Logotipo de Universidad de Sevilla
VICERRECTORADO DE INVESTIGACIÓN
Logotipo Andalucía Tech
Letras Universidad de Sevilla

Proyectos


Identificación y Análisis de Genes Regulados por Azúcares en Arabidopsis Thaliana: Control del Metabolismo del Carbono y Procesos de Desarrollo

Responsable: José María Romero Rodríguez
Tipo de Proyecto/Ayuda: Plan Nacional del 2011
Referencia: BIO2011-28847-C02-02
Fecha de Inicio: 01-01-2012
Fecha de Finalización: 31-03-2015

Empresa/Organismo financiador/es:

  • Ministerio de Ciencia e Innovación

Equipo:

Contratados:

Resumen del proyecto:

Developmental processes in plants are controlled by external and internal signals that modulate the final shape, growth and reproductive behaviour of the adult plant. This plasticity is influenced mainly by light, temperature and the nutrient income. The photoperiod pathway to flowering connect several of these signals in order to produce the florigen, or mobile signal that from the photosynthetic tissues will reach the apical meristems to induce the reprogramming of the meristem from vegetative to reproductive, activating the ABC floral developmental program. The role of CONSTANS gene product in this process is crucial because it coordinates light and temperature inputs for the production of FT, the mobile florigen hormone produced in the vascular bundles that is transported through the phloem to the apical meristem, activating the rest of the floral integrators, and thus inducing flowering. This is probably one of the most important discoveries in plant biology in recent years. While this photoperiodic response is well characterised, the knowledge about the influence of the nutrient signalling to flowering, mainly sugars, is poor. In this project we will study the relationship between photoperiodic flowering and sugar metabolism, something which had been proposed early last century, but for which no explanation has been provided so far. Sugars are not only a source of energy and structural moieties to a plant but also constitute important developmental messengers that modulate plant growth in conjunction with other hormonal signals like gibberellins (GAs) or absicic acid (ABA).
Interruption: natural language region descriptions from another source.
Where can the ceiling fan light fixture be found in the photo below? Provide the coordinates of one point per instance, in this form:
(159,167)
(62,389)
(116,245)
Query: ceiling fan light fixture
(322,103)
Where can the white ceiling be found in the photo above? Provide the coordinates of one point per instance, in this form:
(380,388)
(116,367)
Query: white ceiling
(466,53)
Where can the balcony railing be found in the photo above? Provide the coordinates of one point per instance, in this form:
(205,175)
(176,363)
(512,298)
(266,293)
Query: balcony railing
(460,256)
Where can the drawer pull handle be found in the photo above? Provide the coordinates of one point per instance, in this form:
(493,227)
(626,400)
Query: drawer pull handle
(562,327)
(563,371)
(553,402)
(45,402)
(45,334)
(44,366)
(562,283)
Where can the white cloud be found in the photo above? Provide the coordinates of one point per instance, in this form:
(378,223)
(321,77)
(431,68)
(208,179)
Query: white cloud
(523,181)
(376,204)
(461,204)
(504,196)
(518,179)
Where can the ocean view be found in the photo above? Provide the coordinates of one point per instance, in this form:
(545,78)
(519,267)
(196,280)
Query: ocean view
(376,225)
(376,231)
 A combined approach to study the influence of sugars in development will be made employing state-of-the-art techniques in plant biochemistry and molecular biology. The group of Dr JM Romero, a specialist in starch metabolism, will study the effect of the internal sucrose and glucose accumulation in plant development. A dual approach will be used: Insertion mutants affected in key enzymes of starch metabolism will be characterised at the protein and metabolic level; and the effect of activating mutagenesis analysed to detect key factors involved in this signalling cascade. Employing a novel molecular biology experimental design, an internal metabolic switch between sucrose and glucose, the most influential signalling sugars, will be made and the effect on global gene expression studied. In a coordinated manner, the group of Dr F Valverde, specialist in the photoperiodic flowering pathway, will study the effect that the photoperiodic processes have in the mobilization of carbon resources in the plant. An innovative evolutionary approach comparing the photoperiod response in higher plants (Arabidopsis) and algal (Chlamydomonas) model species will be made. The molecular mechanisms that activate CONSTANS protein will be studied in both species by protein tagging and nuclei purification in order to isolate and describe protein partners in vivo, something that has never been done before. In this project, the latest technologies in proteomics and transcriptomics will be employed to analyse the effect of sugars in developmental processes in order to identify new genes of the nutrient pathway to flowering by purifying protein complexes and analysing mutant libraries produced in the group in previous projects.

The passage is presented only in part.